Directors Message: Knowledge Transfer is Vital to the Success of New Ventures in Fish Passage and Reintroduction
Late spring and summer are busy times of the year at the USGS Western Fisheries Research Center (WFRC). Our “field season” for many of our projects is well underway! Field technicians boat up rivers and wade down streams in the Columbia, Klamath and Sacramento River basins, collecting fish to assess their health or inserting tags in their bellies so that their behavior can be tracked. Scuba divers hover over the sea floor in Puget Sound, counting kelp, eelgrass, fish, crustaceans and other organisms. And other scientists trek up to Alaska to survey and assess the health of herring, described here in this volume of Something Fishy!

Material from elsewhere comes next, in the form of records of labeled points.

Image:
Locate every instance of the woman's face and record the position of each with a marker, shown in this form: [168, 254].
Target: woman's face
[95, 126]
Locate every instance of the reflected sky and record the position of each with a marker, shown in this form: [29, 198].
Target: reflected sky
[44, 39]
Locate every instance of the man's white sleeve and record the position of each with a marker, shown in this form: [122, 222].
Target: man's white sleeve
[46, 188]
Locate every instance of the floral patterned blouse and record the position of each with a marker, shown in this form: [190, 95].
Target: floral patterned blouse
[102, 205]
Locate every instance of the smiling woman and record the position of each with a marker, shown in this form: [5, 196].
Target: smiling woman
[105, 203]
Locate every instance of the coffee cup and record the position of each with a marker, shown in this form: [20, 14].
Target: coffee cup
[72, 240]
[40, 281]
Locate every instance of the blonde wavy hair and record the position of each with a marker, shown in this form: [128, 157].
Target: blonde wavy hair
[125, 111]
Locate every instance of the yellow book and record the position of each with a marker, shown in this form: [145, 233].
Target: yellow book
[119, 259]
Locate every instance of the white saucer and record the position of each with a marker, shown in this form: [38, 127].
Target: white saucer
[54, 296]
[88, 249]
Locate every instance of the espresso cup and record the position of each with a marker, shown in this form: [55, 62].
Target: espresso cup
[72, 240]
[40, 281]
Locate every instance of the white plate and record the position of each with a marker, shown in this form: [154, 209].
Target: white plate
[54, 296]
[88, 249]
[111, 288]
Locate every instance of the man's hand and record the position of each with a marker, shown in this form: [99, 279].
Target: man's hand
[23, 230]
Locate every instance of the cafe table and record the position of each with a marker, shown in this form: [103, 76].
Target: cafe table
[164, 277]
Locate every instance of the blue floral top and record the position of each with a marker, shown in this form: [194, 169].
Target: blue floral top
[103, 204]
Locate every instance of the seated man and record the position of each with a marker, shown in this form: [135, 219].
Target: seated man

These fair-weather months are also a time for our scientists and leadership to get out on the landscape, talk to people about our research, and grow our partnerships. In May, staff from our Columbia River Field Station, along with our friends at Anchor QEA, hosted a tour of fish passage facilities at large dams located across Oregon and Washington State for federal, state and tribal natural resource managers from California.
NOAA Fisheries has determined that recovery of Central Valley salmon and steelhead populations cannot be achieved without re-establishing populations in above-dam habitats in key watersheds. Many of these habitats are within protected National Forests, in relatively good condition, and are located at higher elevations providing cooler water temperatures and greater resilience to climate change.
The tour was a way to share the science and innovative approaches used for Pacific Northwest fish passage and reintroduction projects as well as lessons learned along the way. Major fish passage projects on the Cowlitz, Lewis, Clackamas, and Baker rivers were visited, and scientists from WFRC and Anchor QEA spoke about the research and techniques applied to improve the prospect of success.
Knowledge transfer is vital to the success of these fish passage and reintroduction projects. There are many unique challenges posed by the type of dam the fish must pass; the river conditions; potential predators, competitors, and disease above and below the dam; and the size, behavior, and hardiness of the reintroduced fish. Our team at WFRC is helping pave the way with ecosystem science that looks across these issues and provides guidance to managers responsible for doing their best to help fish survive for generations to come.
List of partners who participated in the fish passage tour:
Anchor QEA (John Ferguson, Elizabeth Greene); California Department of Fish and Wildlife (Tina Bartlett, Jason Roberts); California Department of Water Resources (Cindy Messer, Kris Tjernell); NOAA (Steve Edmondson, Melissa Jundt, Ellen McBride, Cathy Marcinkevage); U.S. Bureau of Reclamation (Heather Casillas); U.S. Forest Service (Amanda Brinkman-Parker); U.S. Geological Survey (Dave Beauchamp, Jill Hardiman, Toby Kock, Russell Perry, John Plumb, Rachel Reagan, Steve Waste); Winnemem Wintu Tribe (Chief Caleen Sisk, Marine Sisk-Franco); and associates of the Winnemem Wintu Tribe (Melanie Cheung, Will Doolittle, Toby McLeod).